The health system operates three hospitals (Marietta Memorial Hospital, Selby General Hospital, and Sistersville General Hospital) and multiple provider clinics and outpatient service sites.

On August 15, the organization announced that it fell victim to a cyberattack that forced it to suspend “user access to information technology applications.” The incident resulted in disrupted clinical and financial operations, including suspended medical exams, cancelled surgeries, and patients being diverted to other facilities.

In a statement on Wednesday, Memorial Health System president and CEO Scott Cantley revealed that the organization has been working with cybersecurity experts to address the attack, and said that recovery operations have started.

“We have reached a negotiated solution and are beginning the process that will restore operations as quickly and as safely as possible. We are following a deliberate, systematic approach to bring systems back online securely and in a manner that prioritizes our ability to provide patient care. This could happen as early as Sunday," Cantley said.

He also noted that no patient or employee data appears to have been publicly released or disclosed. On Sunday, Cantley claimed that the attackers did not compromise “known patient or employee personal or financial information.”

Cantley also noted that the health system was able to “maintain safe and effective patient care” throughout the incident, but said that additional security improvements will be implemented, to prevent similar incidents.

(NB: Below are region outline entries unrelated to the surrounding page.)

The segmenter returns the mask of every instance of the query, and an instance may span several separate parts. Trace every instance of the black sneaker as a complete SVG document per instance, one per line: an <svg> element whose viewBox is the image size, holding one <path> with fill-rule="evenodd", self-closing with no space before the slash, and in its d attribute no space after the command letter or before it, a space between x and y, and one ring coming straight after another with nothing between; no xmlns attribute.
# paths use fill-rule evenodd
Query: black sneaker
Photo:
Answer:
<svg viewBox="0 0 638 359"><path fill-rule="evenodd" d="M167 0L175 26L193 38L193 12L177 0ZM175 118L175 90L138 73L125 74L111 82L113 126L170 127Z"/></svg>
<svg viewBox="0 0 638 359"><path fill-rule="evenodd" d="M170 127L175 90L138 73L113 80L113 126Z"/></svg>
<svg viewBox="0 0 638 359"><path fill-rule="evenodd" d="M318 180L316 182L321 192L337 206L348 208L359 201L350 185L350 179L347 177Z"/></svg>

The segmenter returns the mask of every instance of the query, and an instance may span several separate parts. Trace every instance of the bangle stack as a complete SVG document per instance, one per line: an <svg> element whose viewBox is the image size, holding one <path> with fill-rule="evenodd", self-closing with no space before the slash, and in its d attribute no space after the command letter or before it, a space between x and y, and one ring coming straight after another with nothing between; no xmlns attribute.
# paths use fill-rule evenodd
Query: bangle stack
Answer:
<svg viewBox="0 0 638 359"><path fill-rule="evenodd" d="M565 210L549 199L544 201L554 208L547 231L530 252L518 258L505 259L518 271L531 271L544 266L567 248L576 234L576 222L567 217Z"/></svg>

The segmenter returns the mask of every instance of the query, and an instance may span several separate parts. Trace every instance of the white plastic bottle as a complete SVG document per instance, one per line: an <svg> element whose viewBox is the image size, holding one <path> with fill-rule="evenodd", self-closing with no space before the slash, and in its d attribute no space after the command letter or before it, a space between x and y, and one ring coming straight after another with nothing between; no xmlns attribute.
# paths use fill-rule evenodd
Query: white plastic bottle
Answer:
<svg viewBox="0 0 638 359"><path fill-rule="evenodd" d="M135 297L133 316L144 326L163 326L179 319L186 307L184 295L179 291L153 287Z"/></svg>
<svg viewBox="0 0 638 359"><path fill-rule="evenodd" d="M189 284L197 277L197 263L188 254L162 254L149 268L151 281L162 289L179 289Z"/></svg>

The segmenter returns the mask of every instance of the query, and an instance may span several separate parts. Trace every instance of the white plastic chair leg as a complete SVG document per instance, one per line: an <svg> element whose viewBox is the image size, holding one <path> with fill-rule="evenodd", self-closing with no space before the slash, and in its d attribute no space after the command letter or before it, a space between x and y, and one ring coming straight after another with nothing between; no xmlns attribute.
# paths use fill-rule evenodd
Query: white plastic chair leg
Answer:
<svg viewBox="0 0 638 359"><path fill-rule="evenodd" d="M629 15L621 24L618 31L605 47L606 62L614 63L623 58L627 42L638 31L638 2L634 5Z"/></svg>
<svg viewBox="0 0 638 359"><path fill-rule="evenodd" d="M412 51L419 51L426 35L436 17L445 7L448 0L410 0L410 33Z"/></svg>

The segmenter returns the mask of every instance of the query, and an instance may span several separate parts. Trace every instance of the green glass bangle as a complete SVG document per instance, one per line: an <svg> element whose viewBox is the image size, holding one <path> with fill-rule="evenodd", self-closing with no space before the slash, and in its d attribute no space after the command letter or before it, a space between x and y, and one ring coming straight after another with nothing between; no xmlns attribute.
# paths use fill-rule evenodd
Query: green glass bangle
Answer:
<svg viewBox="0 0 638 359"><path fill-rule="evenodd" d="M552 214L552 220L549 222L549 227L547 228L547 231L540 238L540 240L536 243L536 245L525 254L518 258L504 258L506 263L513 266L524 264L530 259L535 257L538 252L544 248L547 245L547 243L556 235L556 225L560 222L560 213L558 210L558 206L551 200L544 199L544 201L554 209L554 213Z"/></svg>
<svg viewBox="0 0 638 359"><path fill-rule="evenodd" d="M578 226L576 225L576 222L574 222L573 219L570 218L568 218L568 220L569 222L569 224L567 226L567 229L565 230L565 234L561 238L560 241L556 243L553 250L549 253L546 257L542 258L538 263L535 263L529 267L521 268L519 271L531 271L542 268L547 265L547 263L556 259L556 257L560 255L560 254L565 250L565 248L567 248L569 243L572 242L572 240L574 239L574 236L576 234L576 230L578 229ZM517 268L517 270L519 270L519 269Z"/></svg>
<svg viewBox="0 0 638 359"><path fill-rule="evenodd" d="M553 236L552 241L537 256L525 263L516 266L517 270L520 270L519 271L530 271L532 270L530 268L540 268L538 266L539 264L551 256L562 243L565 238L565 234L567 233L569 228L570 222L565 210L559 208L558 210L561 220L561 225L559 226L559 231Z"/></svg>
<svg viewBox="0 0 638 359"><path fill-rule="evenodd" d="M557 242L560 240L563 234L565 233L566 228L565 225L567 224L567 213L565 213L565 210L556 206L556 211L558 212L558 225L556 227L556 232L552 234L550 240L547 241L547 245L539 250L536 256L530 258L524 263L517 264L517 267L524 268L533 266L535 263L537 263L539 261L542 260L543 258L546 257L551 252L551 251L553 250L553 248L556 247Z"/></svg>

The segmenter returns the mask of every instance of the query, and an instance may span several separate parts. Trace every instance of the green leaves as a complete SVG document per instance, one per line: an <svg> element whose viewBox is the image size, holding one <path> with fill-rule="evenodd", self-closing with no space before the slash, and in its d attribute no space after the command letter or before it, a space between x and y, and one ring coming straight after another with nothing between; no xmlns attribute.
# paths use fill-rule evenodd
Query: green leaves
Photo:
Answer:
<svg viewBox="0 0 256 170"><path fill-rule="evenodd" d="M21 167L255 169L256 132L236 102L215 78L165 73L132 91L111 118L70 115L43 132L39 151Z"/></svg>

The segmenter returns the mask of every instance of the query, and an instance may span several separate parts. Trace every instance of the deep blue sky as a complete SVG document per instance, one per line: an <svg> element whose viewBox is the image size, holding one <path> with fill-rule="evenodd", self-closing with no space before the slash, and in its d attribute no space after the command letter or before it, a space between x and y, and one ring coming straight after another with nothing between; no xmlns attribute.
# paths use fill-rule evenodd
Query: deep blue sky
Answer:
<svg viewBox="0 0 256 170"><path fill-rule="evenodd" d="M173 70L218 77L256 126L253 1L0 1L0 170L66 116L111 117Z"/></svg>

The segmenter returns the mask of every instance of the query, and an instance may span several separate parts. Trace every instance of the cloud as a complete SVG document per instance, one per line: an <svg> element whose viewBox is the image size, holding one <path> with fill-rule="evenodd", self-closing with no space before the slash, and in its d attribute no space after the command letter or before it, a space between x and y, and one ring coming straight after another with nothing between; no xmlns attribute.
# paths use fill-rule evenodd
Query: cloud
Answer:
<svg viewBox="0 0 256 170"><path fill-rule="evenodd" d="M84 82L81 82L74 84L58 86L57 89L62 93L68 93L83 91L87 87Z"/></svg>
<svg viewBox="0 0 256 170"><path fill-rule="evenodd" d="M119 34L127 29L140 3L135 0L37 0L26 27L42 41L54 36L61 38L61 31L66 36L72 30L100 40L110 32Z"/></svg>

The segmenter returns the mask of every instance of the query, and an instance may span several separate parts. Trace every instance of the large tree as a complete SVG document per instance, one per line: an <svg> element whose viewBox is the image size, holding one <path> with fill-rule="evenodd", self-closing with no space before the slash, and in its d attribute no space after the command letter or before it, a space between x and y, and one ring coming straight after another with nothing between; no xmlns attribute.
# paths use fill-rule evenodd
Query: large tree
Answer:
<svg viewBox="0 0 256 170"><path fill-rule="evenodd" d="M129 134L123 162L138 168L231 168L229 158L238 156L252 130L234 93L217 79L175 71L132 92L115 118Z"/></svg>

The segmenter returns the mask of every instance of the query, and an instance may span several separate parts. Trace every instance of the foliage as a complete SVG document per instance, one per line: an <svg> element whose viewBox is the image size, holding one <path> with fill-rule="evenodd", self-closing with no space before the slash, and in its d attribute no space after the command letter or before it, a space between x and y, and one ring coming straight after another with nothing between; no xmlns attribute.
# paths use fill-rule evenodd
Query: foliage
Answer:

While Cantley did not provide information on the nature of the incident, it appears that ransomware might have been used, and the CEO’s statement suggests that the organization was able to negotiate with the attackers.

Bleeping Computer reported that the attack appears to have been carried out by a cybercrime group that uses the Hive ransomware. The hackers, known for leaking information stolen from victims, claimed that they did actually obtain patient information.